Gods! can no prayers, no sighs, no numbers move
One savage heart, or teach it how to love?
The winds my prayers, my sighs, my numbers bear,
The flying winds have lost them all in air!
Or when, alas! shall more auspicious gales
To these fond eyes restore thy welcome sails!
If you return-ah why these long delays?
Poor Sappho dies while careless Phaon stays.
O launch the bark, nor fear the watery plain;
Venus for thee shall smooth her native main.
O launch thy bark, secure of prosperous gales;
Cupid for thee shall spread the swelling sails.
If you will fly-(yet ah! what cause can be,
Too cruel youth, that you should fly from me?)
If not from Phaon I must hope for ease,
Ah let me seek it from the raging seas:
To raging seas unpitied I'll remove,
And either cease to live or cease to love!

ELOISA TO ABELARD.

ARGUMENT.

ABELARD, one of the most celebrated teachers of the twelfth century, both for his extraordinary talents and his misfortunes, was born at Palais, in the neighbourhood of Nantes, in the year 1079. After surpassing many of the greatest scholars of his age, he became a professor of divinity in Paris with great success. He cast his eyes on the fair Heloise, the niece of Fulbert, a canon in the cathedral of Paris, and, determined to gratify his passion, he proposed to Fulbert to receive him into his house as a boarder, and promised to give, in exchange, all the instruction which he might consider his niece might require. The canon, being rather parsimonious, and anxious to see his niece among the stars of her time, agreed to the proposal. Among the things taught by Abelard to his ardent pupil, the art of love was the chief, and in which she soon surpassed her master. The consequence was

soon visible, and Fulbert insisted on their marriage. This Abelard, although ordained, consented to; but Heloise, considering that it would be the destruction of Abelard's glory, in a letter tried to dissuade him from it. However, they were married, with the understanding that it was to be kept from the knowledge of the public. Fulbert, jealous of the honour of his family, soon made the fact known, upon which Heloise, in the firmest manner, denied it. Fulbert's unkind treatment of his niece caused Abelard to remove her to the convent of Argenteuil; and Fulbert, fancying that it was intended to make her a nun, in revenge contrived to get introduced into Abelard's bed-room, in the dead of night, two wretches, who mutilated him in a most atrocious manner. The miscreants were punished, the canon disgraced; Heloise took the veil, and Abelard buried his grief and shame under the monastic garment, in the abbey of St. Denis. After some years had passed, the nuns of Argenteuil were expelled, Heloise among them. Abelard, who had built the oratory of Paraclet, gave it to Heloise, whose exemplary conduct procured her universal praise. Abelard died in 1142, and was buried at Paraclet, in a beautiful gothic tomb erected by Heloise, whose remains were interred in the same receptacle twenty-one years after. The tomb was removed to Paris, and placed where it is now to be seen, in the cemetery of Père la Chaise. From the letters which passed between this unfortunate pair, the author was indebted for the sentiments expressed in the poem.

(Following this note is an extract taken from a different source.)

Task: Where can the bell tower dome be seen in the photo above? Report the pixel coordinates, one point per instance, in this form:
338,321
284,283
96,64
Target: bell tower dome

In these deep solitudes and awful cells,
Where heavenly-pensive Contemplation dwells,
And ever-musing Melancholy reigns;

What means this tumult in a vestal's veins?
Why rove my thoughts beyond this last retreat?
Why feels my heart its long-forgotten heat?
Yet, yet I love!-From Abelard it came,
And Eloïsa yet must kiss the name.

Dear fatal name! rest ever unreveal'd,
Nor pass these lips, in holy silence seal'd:
Hide it, my heart, within that close disguise,
Where, mix'd with God's, his loved idea lies:
O write it not, my hand-the name appears
Already written-wash it out, my tears!
In vain lost Eloïsa weeps and prays,

Her heart still dictates, and her hand obeys.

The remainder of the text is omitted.